Zeichen ukrainischer Spaltung

Die Regionalwahlen widerspiegelten politische Unruhe und Zerrissenheit

  • Denis Trubetskoy, Kiew
  • Lesedauer: 3 Min.
Niedrige Wahlbeteiligung und große Probleme im Donbass: Die Regionalwahlen in der Ukraine liefen alles andere als optimal. In Kiew muss Vitali Klitschko in die zweite Runde, steht aber vor Wiederwahl.

Am Ende des langen Wahltages wirkte Vitali Klitschko zufrieden und erleichtert. Der amtierende Bürgermeister von Kiew wurde zwar am Sonntag nicht gleich im ersten Wahlgang in seinem Amt bestätigt. Doch mit bis zu 40 Prozent der Stimmen, die Klitschko laut Hochrechnungen bei der Bürgermeisterwahl erhielt, lag der frühere Boxweltmeister deutlich über den Erwartungen. »Natürlich hätte ich gerne auf die Stichwahl verzichtet. So hätten wir auch viel Geld sparen können. Aber es ist halt so, wie es ist«, sagte der 42-Jährige Politiker, der im Mai 2014 noch mit fast 57 Prozent gewählt wurde.

»Damals waren die Erwartungen groß. Auch deswegen habe ich einiges verloren. Doch in der Situation, in der wir jetzt als Land stecken, sind diese 40 Prozent wirklich kein schlechtes Ergebnis«, erklärte Klitschko, dessen Vorsprung vor den anderen Kandidaten trotz der mageren Mehrheit überraschend groß ist. Mindestens vier von Klitschkos Mitbewerbern haben noch eine Chance auf den zweiten Wahlgang, doch keiner erhielt voraussichtlich mehr als 10 Prozent. So wird die Stichwahl am 15. November wohl zu einer Formalität.

Während die Regionalwahlen in der Hauptstadt ruhig abliefen, sah die Lage im Osten des Landes ganz anders aus. Vor allem im Regierungsbezirk Donezk gab es am Sonntag große Probleme. In Mariupol, der größten Stadt der Region unter Kontrolle Kiews, sowie in Krasnoarmijsk fiel die Wahl aus. Die Gründe sind in beiden Fällen ähnlich: Heftige Streitereien innerhalb der Wahlkommissionen führten dazu, dass die Wahlzettel falsch gedruckt wurden. Sie konnten nicht mehr rechtzeitig ersetzt werden.

»Die Situation in Mariupol ist komplett inakzeptabel. Wir müssen jetzt alles dafür tun, damit die Wahlen dort so schnell wie möglich stattfinden können«, kommentierte Präsident Petro Poroschenko.
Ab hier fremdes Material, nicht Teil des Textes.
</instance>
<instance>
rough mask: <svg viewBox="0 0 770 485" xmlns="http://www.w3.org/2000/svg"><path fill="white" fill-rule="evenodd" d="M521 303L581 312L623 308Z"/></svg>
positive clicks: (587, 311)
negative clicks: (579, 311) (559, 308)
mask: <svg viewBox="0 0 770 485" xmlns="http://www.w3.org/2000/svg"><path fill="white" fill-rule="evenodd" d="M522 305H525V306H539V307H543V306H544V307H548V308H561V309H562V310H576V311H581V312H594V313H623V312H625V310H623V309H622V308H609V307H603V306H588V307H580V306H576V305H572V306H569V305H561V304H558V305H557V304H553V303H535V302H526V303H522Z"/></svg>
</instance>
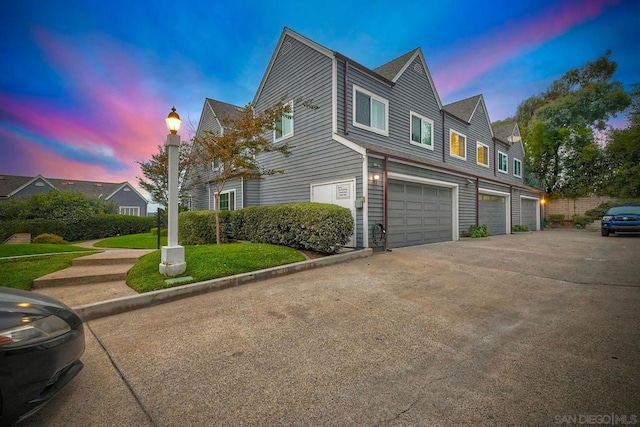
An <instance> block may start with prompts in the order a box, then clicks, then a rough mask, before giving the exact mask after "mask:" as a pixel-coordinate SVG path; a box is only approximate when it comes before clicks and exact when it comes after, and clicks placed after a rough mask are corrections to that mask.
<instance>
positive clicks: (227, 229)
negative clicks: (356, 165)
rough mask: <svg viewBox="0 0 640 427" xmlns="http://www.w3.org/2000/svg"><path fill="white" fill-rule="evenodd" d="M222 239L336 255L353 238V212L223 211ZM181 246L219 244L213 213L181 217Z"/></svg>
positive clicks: (252, 207) (214, 220)
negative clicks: (274, 245) (309, 250)
mask: <svg viewBox="0 0 640 427" xmlns="http://www.w3.org/2000/svg"><path fill="white" fill-rule="evenodd" d="M220 222H221V224H222V227H223V228H222V230H221V236H222V238H223V241H227V239H228V237H229V236H232V237H233V238H234V239H236V240H249V241H251V242H256V243H270V244H273V245H281V246H289V247H293V248H296V249H305V250H311V251H316V252H321V253H328V254H331V253H336V252H338V250H340V248H341V247H343V246H344V245H345V244H346V243H347V242H348V241H349V239H350V238H351V235H352V234H353V229H354V224H353V217H352V216H351V211H350V210H349V209H346V208H342V207H340V206H336V205H331V204H327V203H288V204H283V205H272V206H256V207H250V208H244V209H241V210H238V211H232V212H228V211H221V212H220ZM178 227H179V235H180V241H181V243H182V244H185V245H189V244H210V243H215V242H216V229H215V213H214V212H213V211H195V212H183V213H181V214H180V217H179V226H178Z"/></svg>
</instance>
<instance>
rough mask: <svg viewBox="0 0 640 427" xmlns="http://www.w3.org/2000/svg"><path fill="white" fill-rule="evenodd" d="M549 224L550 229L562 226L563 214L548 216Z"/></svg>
mask: <svg viewBox="0 0 640 427" xmlns="http://www.w3.org/2000/svg"><path fill="white" fill-rule="evenodd" d="M549 224H551V226H552V227H557V226H558V225H562V224H564V214H551V215H549Z"/></svg>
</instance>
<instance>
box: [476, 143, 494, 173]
mask: <svg viewBox="0 0 640 427" xmlns="http://www.w3.org/2000/svg"><path fill="white" fill-rule="evenodd" d="M480 147H483V148H485V149H486V150H487V163H486V164H485V163H481V162H479V161H478V153H479V150H478V148H480ZM476 164H478V165H480V166H482V167H485V168H489V167H490V164H491V157H490V155H489V146H488V145H487V144H485V143H482V142H480V141H476Z"/></svg>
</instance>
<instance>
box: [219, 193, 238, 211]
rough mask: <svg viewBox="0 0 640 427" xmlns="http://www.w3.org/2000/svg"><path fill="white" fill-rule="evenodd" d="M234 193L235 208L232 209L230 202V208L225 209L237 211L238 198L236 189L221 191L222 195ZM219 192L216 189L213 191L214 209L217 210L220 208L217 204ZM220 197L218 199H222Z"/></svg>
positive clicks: (225, 209) (220, 209)
mask: <svg viewBox="0 0 640 427" xmlns="http://www.w3.org/2000/svg"><path fill="white" fill-rule="evenodd" d="M231 193H233V209H231V203H229V209H224V210H228V211H235V210H238V199H237V198H236V189H235V188H232V189H230V190H224V191H221V192H220V197H222V196H223V195H225V194H231ZM217 194H218V192H217V191H216V192H215V193H213V210H214V211H215V210H216V209H218V207H217V206H216V195H217ZM220 197H218V200H220ZM222 210H223V209H220V211H222Z"/></svg>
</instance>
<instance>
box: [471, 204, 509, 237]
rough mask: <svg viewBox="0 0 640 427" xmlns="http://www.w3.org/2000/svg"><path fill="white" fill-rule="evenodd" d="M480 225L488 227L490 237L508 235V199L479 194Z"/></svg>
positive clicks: (478, 210)
mask: <svg viewBox="0 0 640 427" xmlns="http://www.w3.org/2000/svg"><path fill="white" fill-rule="evenodd" d="M478 221H479V222H480V224H479V225H486V226H487V231H489V235H490V236H495V235H497V234H506V233H507V198H506V197H502V196H496V195H493V194H478Z"/></svg>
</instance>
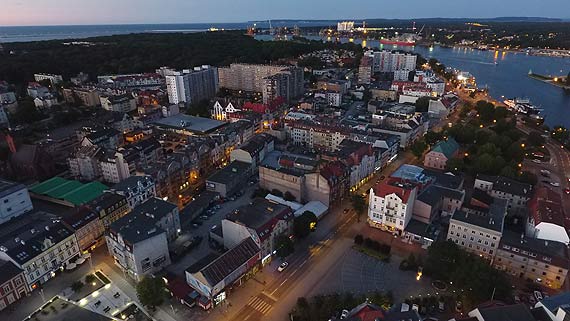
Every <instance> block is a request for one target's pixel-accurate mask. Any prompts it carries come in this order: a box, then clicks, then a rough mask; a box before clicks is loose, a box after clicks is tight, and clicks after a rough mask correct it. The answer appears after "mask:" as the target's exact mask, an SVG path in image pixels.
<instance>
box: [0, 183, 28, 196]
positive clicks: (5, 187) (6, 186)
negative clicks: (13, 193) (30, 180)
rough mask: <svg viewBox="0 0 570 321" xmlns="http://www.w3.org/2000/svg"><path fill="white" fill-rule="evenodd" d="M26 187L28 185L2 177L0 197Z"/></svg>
mask: <svg viewBox="0 0 570 321" xmlns="http://www.w3.org/2000/svg"><path fill="white" fill-rule="evenodd" d="M25 188H26V186H24V185H22V184H19V183H14V182H10V181H6V180H3V179H0V197H4V196H6V195H10V194H13V193H15V192H18V191H20V190H22V189H25Z"/></svg>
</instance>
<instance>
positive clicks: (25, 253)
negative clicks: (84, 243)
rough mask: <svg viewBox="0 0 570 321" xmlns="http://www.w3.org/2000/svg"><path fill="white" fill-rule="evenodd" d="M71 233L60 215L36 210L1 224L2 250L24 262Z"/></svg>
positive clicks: (70, 231) (70, 230) (17, 259)
mask: <svg viewBox="0 0 570 321" xmlns="http://www.w3.org/2000/svg"><path fill="white" fill-rule="evenodd" d="M71 235H73V231H72V230H71V229H70V228H68V227H67V226H65V224H63V222H61V218H60V217H58V216H56V215H54V214H50V213H47V212H43V211H35V212H31V213H28V214H26V215H23V216H19V217H17V218H15V219H12V220H11V221H9V222H7V223H4V224H2V225H0V250H2V251H4V252H6V254H7V255H8V256H9V257H11V258H12V259H13V260H14V261H16V262H17V263H19V264H24V263H26V262H27V261H29V260H31V259H33V258H34V257H36V256H37V255H39V254H40V253H42V252H44V251H46V250H47V249H49V248H51V247H52V246H54V245H56V244H57V243H59V242H61V241H62V240H64V239H66V238H68V237H69V236H71ZM48 240H49V241H48Z"/></svg>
Als möglicher Wiederholungstermin wird jetzt der 15. November genannt. »Die Absage der Wahlen in Mariupol und Krasnoarmijsk ist kein gutes Zeichen für die Stabilität in der Region«, sagte Poroschenko. In Teilen des Donbass, die von Separatisten kontrolliert werden, wird erst 2016 abgestimmt.

Landesweit konnte sich bei der relativ niedrigen Wahlbeteiligung von 46,6 Prozent in erster Linie Poroschenkos Partei Solidarnost behaupten. Die Partei, die derzeit formell von Vitali Klitschko angeführt wird, schaffte es fast in allen Regionen unter die ersten Drei. Der erhoffte Achtungserfolg der Vaterlandspartei von Ex-Premierministerin Julia Timoschenko blieb allerdings aus. Dafür gewann der Oppositionsblock, der überwiegend aus ehemaligen Mitgliedern der Partei der Regionen besteht, gleich in sechs Regierungsbezirken. Außer Donezk und Luhansk sind das Dnipropetrowsk, Odessa, Mikolajiw und Saporischschja.

Auch in Charkiw gewann ein ehemaliger Verbündeter des früheren Präsidenten Viktor Janukowitsch. Der umstrittene Bürgermeister Hennadij Kernes wurde im ersten Wahlgang mit fast 60 Prozent der Stimmen wiedergewählt. Gleichzeitig wird die rechtsradikale Swoboda in der Westukraine stärker. In einigen Regionen wie Iwano-Frankiwsk erhielt die Partei des Nationalisten Oleh Tjahnybok, die bei der Parlamentswahl vor einem Jahr scheiterte, über 30 Prozent. Das zeigt, dass die regionale Spaltung nach wie vor sehr groß ist.

Über Spaltung spricht Vitali Klitschko nicht gern. Lieber über Kiews Zukunft. »Letztes Jahr haben wir die Grundlage für weitere Reformen gelegt. Das Steueraufkommen im Kiewer Haushalt ist um 30 Prozent gestiegen. Jetzt können wir mit richtigen Reformen beginnen«, versprach Klitschko im Gespräch mit »nd«.